The Registrar occupies one of the highest offices at University, typically kept amply occupied with student records, requests, and a million other serious matters that keep the institution in bureaucratic shape.

This office has no time to waste, truth be told. Which is why my eyebrows went through the roof when I got an e-mail the other day ‘sent by the Registrar’s Office on behalf of the Theology Students’ Association’.

As for the contents, wait for it. It seems the parish cake squad will be holding a series of lectures on ‘The importance of the family in contemporary society’. The idea is “to help students realise the importance of adhering to lifestyles and values that will help the Maltese family grow in unity and love”.

For the sake of my coffee breaks with colleagues, I won’t comment too much on the schedule of lectures and lecturers.

I will, however, say that the second instalment will deal with ‘Christ and the Christian family in light of the Pastoral Note on the family by the Maltese bishops’. Lecture six will be given by Eddie Fenech Adami. The last lecture is still rather hazy.

I think the whole bash has three outstanding qualities. First, it’s a waste of time. Fact is that nine times out of 10 (I’ve just won the Euro Millions lottery), talk of stronger families, of the family as the foundations of a healthy economy and the basic building block of society, and such and such, is just a bunch of hot air and vacant babble. Suffice it to say that this week’s highest-profile wisdom on the topic (‘family values in schools’) was brought to us by… erm… Berlusconi.

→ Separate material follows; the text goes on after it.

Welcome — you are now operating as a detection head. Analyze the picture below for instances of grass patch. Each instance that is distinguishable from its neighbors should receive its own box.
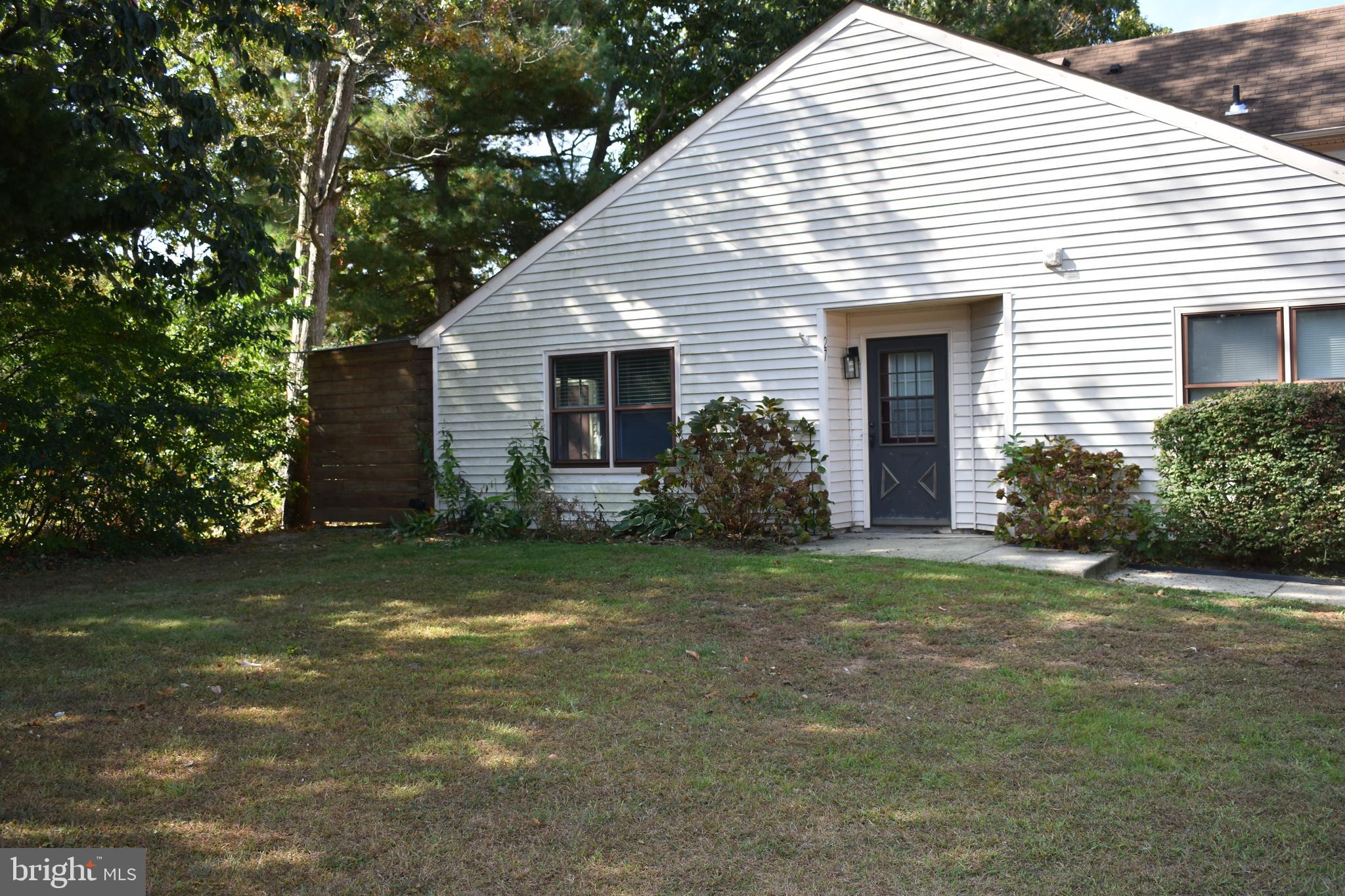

Second, it’s misleading. That’s because of a certain referendum about a certain issue which none of the lecturers will as much as whisper a word about. The cake brigade will vouch the lectures will be about the family, not divorce.

Quite true, and they should also be fun for those who wish to see a remake of the Fawlty Towers ‘don’t mention the war’ episode. I’m saying that this is nothing but a ploy to blitz students with anti-divorce rhetoric, a few weeks before the referendum.

There’s a trivial, irrelevant, and insignificant detail by the way. In the official programme published on the University homepage, the last lecture will be given by Angela Abela. According to the Registrar’s update, however, the speaker will be Andre Camilleri, a hugely respectable gent who is in no way connected to the divorce referendum.

The third thing about these lectures is, they’re unacceptable. In fact, the really outrageous bit is that, according to the Registrar’s Office, “all students attending this series of lectures may join the Degree Plus Programme”.

For the benefit of non-parishioners, Degree Plus is a BoV-sponsored University programme by which students may earn brownie points for taking part in extra-curricular activities in the fields of music, the visual arts, entrepreneurship, and so on.

It’s a formal part of the University portfolio for the sake of which we sacrifice four hours of timetable time a week.

I have no problem with the Theology Students’ Association holding anti-divorce powwows on campus. They have every right to do so, as a recognised student organisation (and in any case University should offer space for politicking). Nor do I have anything against Degree Plus. It’s actually a rather agreeable idea which enjoys the support of most academics, myself included.

The bit I’m calling unacceptable is the coupling of the two, announced to the world by the Registrar’s Office no less (which in no way implicates the Registrar herself, by the way).

I trust I’m managing to get across the seriousness of this. It represents the institutionalisation, by the University authorities via Degree Plus, of a systematic conditioning – and that’s a mild way of putting it – of students.

I honestly hope that the many students who make our work at University worthwhile will actively resist this latest attempt to turn them into a glorified Tal-Mużew outing.

I once wrote somewhere that they deserve much better than a debate on condom machines. The one thing they certainly can do without is pathetic and shameless campaigning.